Remote Client Monitoring is emerging as a solution that benefits both providers and clients....
Remote Client Monitoring is emerging as a solution that benefits both providers and clients. Clients benefit through improved quality of care and a greater understanding of their health. However, providers also realize significant benefits as more clients elect to participate in remote monitoring.
Healthcare without the Hospital
Clinicians are seeing a decrease in hospital re-admissions within the population of RCM users. Remotely monitored clients receive treatment for mild symptoms, such as dizziness or blood pressure spikes, without visiting an emergency room. Additionally, these clients are better connected with their healthcare team because data is shared continuously without the additional risks and costs associated with a hospital admission.
Limiting exposure to the infectious diseases present in a hospital setting allows many clients to continue care without increasing risk. This enables treatments to be more successful and fosters greater compliance since clients are not deterred from seeking treatment by infectious disease risks.
As the COVID-19 outbreak has shown, individuals are less likely to seek treatment for various health issues if they are concerned that seeking that treatment places them at risk.
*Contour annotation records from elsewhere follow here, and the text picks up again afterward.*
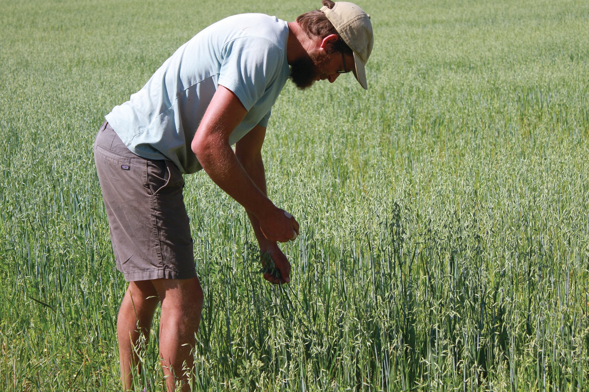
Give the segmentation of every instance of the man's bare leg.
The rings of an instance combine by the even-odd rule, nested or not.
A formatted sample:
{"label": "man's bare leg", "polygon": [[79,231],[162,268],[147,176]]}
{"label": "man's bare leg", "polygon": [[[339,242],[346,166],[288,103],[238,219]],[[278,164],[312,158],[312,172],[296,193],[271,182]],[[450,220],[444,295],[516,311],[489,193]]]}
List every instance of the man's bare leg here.
{"label": "man's bare leg", "polygon": [[143,333],[146,340],[149,339],[151,320],[159,302],[157,291],[151,280],[129,282],[117,319],[121,380],[125,392],[133,390],[131,374],[133,367],[137,366],[141,371],[141,364],[134,348],[140,334]]}
{"label": "man's bare leg", "polygon": [[151,282],[161,300],[160,356],[168,391],[188,391],[186,372],[194,372],[191,351],[203,309],[203,290],[196,277]]}

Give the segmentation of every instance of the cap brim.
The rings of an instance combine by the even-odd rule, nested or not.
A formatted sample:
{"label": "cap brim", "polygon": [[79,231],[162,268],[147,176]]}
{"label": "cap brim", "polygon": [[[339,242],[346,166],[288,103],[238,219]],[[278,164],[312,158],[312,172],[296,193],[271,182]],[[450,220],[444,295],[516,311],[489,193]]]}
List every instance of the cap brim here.
{"label": "cap brim", "polygon": [[356,76],[356,80],[360,83],[360,85],[365,90],[368,89],[368,85],[366,83],[366,72],[364,68],[364,63],[360,59],[360,56],[356,54],[354,52],[354,66],[355,69],[354,70],[354,76]]}

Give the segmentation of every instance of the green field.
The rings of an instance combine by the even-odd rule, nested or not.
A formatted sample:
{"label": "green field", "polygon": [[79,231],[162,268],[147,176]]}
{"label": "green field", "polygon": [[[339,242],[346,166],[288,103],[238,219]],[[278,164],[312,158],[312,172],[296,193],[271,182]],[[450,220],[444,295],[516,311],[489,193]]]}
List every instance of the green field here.
{"label": "green field", "polygon": [[[289,284],[257,272],[243,209],[186,178],[195,390],[588,390],[589,4],[359,5],[370,89],[289,83],[269,125],[269,194],[301,226]],[[104,116],[223,17],[319,6],[0,1],[0,390],[120,390]]]}

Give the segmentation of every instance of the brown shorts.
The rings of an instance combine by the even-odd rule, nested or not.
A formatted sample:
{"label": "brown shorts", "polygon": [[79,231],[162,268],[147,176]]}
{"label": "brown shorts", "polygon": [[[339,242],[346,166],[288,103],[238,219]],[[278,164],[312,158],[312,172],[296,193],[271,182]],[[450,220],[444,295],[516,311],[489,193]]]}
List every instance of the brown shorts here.
{"label": "brown shorts", "polygon": [[131,152],[107,122],[96,136],[94,160],[117,269],[125,280],[196,276],[184,179],[176,166]]}

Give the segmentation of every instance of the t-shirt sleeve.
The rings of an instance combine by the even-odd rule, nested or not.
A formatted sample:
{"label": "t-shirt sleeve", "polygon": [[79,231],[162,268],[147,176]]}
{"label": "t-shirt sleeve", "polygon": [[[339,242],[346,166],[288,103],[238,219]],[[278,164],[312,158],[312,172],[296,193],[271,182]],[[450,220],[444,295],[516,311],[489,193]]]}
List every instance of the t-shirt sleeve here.
{"label": "t-shirt sleeve", "polygon": [[258,123],[258,125],[260,126],[263,126],[264,128],[268,126],[268,121],[270,120],[270,115],[272,113],[272,109],[270,109],[268,110],[268,112],[266,113],[266,115],[260,120],[260,122]]}
{"label": "t-shirt sleeve", "polygon": [[[262,37],[242,37],[230,41],[224,48],[219,84],[233,92],[249,111],[276,78],[282,63],[282,52]],[[270,113],[264,118],[266,116],[269,118]]]}

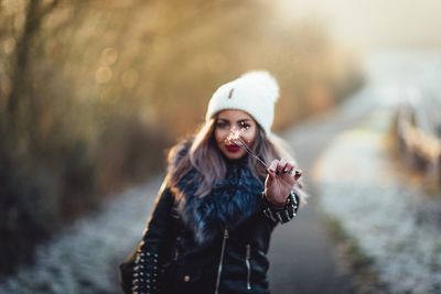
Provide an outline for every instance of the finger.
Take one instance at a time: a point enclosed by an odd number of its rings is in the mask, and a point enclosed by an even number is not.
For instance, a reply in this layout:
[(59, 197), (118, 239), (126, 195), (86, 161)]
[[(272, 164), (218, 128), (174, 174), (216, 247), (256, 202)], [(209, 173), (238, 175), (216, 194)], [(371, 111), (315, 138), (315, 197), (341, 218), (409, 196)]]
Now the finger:
[(287, 160), (286, 159), (281, 159), (279, 161), (279, 163), (277, 164), (277, 172), (280, 174), (283, 172), (284, 166), (287, 165)]
[(278, 160), (273, 160), (271, 164), (268, 166), (268, 171), (276, 173), (278, 163), (279, 163)]
[(287, 162), (287, 164), (283, 167), (283, 174), (292, 174), (294, 170), (294, 164), (292, 162)]

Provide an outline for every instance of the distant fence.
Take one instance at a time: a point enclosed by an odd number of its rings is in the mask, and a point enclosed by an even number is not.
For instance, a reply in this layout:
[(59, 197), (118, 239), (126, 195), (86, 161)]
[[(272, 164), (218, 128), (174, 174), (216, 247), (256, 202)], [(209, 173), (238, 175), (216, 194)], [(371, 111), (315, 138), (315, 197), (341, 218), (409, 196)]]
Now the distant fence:
[(396, 135), (405, 164), (441, 187), (441, 108), (437, 104), (427, 104), (426, 108), (406, 105), (398, 108), (396, 119)]

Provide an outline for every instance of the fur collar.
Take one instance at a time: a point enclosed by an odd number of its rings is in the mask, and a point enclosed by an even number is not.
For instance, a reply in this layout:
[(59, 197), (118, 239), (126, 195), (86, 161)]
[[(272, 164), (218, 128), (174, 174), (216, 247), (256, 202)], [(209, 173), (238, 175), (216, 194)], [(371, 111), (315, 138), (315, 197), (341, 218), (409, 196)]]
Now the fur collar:
[(227, 162), (227, 175), (216, 183), (212, 192), (195, 196), (197, 171), (191, 170), (179, 182), (182, 195), (178, 211), (185, 227), (193, 232), (194, 241), (204, 246), (222, 236), (225, 227), (237, 229), (259, 209), (263, 179), (256, 178), (247, 167), (247, 159)]

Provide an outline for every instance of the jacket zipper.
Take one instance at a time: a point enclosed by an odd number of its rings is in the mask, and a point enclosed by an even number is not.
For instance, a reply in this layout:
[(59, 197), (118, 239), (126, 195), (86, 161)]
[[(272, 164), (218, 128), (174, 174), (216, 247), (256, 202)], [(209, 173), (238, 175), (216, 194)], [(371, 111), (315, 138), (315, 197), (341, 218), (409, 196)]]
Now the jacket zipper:
[(219, 260), (219, 265), (217, 268), (216, 291), (214, 292), (215, 294), (218, 294), (218, 291), (219, 291), (222, 264), (224, 262), (225, 244), (227, 242), (227, 239), (228, 239), (228, 230), (225, 229), (224, 230), (224, 240), (222, 241), (220, 260)]
[(251, 290), (251, 263), (250, 263), (250, 258), (251, 258), (251, 247), (250, 244), (247, 244), (247, 257), (245, 259), (245, 263), (247, 264), (247, 290)]

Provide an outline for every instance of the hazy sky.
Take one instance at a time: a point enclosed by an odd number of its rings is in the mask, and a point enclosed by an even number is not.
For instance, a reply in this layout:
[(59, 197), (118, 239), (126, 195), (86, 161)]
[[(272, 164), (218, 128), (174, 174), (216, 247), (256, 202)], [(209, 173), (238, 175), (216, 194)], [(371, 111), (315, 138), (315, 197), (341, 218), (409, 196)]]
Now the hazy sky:
[(440, 0), (279, 0), (286, 19), (313, 18), (361, 48), (441, 47)]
Seventy-eight percent of respondents to a TIME/Harris Poll revealed that they have put off at least one medical service due to the pandemic.
Remote monitoring allows individuals to continue treatments in the safety and comfort of their homes without increasing exposure risks.
Better Data, Better Decisions
As with all science-based disciplines, the medical field relies heavily on data to make informed and meaningful decisions. Without remote client monitoring, most diagnoses are made based on a snapshot in time. Remote client monitoring enables continuous data collection so doctors can see how vital statistics change over time and in response to various environmental changes – such as time of day, sleep quality, and activity levels.
The capabilities of remote monitoring solutions are evolving. The earliest programs, such as one conducted at UCLA Health in 2013, focused on cardiac health. Now, providers can rely on remote solutions to provide a wide range of health indicators, ranging from blood pressure and glucose monitoring to fall detection and body temperature.
To help make sense of all this data, the healthcare industry is looking to AI-driven software to interpret and evaluate collected data. For example, software that looks at trending data can alert the care team to dramatic changes in activity levels, sleep patterns, body temperature, or heart rate – changes that could indicate the presence of new or worsening inflammation or infection.
Increase Productivity While Decreasing Burnout
Healthcare workers are stretched thin – whether working in a hospital setting, in-home health care, or as part of private practice – the toll of caring for an increasingly stressed and aging population in addition to dealing with a global pandemic has taken its toll.
Most individuals seeking care face long waits at doctor's offices even after waiting weeks or months for an appointment, which stands as evidence that there are not enough doctors and nurses to meet the community's needs.
Remote monitoring allows healthcare workers to work more efficiently by collecting and aggregating health data before the visit. When combined with telemedicine services, remote monitoring enables a comprehensive, low-touch approach to preventative and acute illness care.
Remote client monitoring serves as a bridge between healthcare workers and individuals seeking care. Not only does it allow providers to do more in less time, but it can also make their work more effective by supporting decision-making with data.